Which channel to choose

So, which internal techniques work best? “Much depends on your environment,” says Iddon,. That said, in-person meetings or pre-scheduled town-hall type meetings are absolutely imperative. “The leader of the organization needs to be visible and there is no substitution for face-to-face communication,” Iddon adds. Scott agrees, saying, “Ideally these meetings should take place fairly regularly as it gives people a chance to get together, talk about issues, hear information, ask questions and get feedback.” If your organization is spread geographically, Iddon suggests having people phone in with simultaneous video or webcasts.
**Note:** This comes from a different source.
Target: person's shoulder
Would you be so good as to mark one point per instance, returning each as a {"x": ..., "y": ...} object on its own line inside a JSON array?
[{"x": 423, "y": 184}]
The YWCA Durham, boasting approximately 80 staff members and 75 volunteers each year, knows only too well the importance of such face-to-face engagements. “Members of the management team meet on a regular basis and department directors and managers each hold regular staff meetings,” says Eva Martin Blythe, executive director.

Then there are internal newsletters. The YWCA publishes an internal newsletter and distributes it to all current and former staff, among others. With its ability to build organizational branding, encourage workplace culture and communicate key messages, the newsletter can play a strong role in internal communications strategies. “In the current world of e-mail overload,” explains Iddon, “paper-based newsletters have a real place in capturing people’s hearts.” As for content, the document should be informative and serious, yet fun to read. “And it should be stamped with your organization’s look and feel,” she adds.

At the Heart and Stroke Foundation of Canada’s national office, a monthly internal newsletter also helps keep the staff of 40 in the know. Due to their smaller size, communications initiatives need not be complex or on a large scale in order to meet the internal dialogue needs. Nevertheless, says assistant director of communications, Heather Rourke, a strategy that ensures employees remain informed about the various issues at the centre of the organization’s work is vital to their mission. “You really have to be aware of what other people are doing in related areas to help move your agenda forward,” she offers.

Balance is key

That said, the organization is constantly trying to balance the need to inform with the need not to burden or overwhelm unnecessarily. After all, Rourke explains, time is a precious commodity. “With the sheer volume of e-mails and meetings that people already have to deal with, we want to make sure that we’re providing people with information that’s timely and useful and that stands out enough so that they are able to see and absorb it.” Consequently, the office newsletter consists of a short series of bullets explaining the key priorities of the organization’s varied departments over a four- to six-week period. Should a staff member be interested in more detail, they can inquire further at their own discretion.

Be seen and heard

Other effective internal communication techniques are e-bulletins, suggestion boxes, an intranet, and employee recognition programs. In addition, taking the time, even on an ad hoc basis, to meet with staff members will lead to positive results. “Opportunities for people to interact in a relaxed social atmosphere - such as lunch with staff, regular pub nights - are also tremendously important,” says Iddon. And for those who claim their lack of resources or funding make it difficult to prioritize internal communications, many of those options can be organized with a low overhead. “Start with something simple,” says Scott. “Communicate in whatever way you can.”

And be sure to keep in mind that effective communication is a two-way street. “The critical piece for me is not to make assumptions, but to find out what people need,” says Rourke. The best approach is to ask employees what they’d like to be offered - whether they’d prefer more or less e-mails, more or less meetings, and what kind of meetings or e-mails they’d appreciate. The feedback you solicit, Rourke adds, will help you modify and develop your communication plans, ensuring the information you provide is relevant and valuable.

Elisa Birnbaum is a freelance print and broadcast journalist living in Toronto.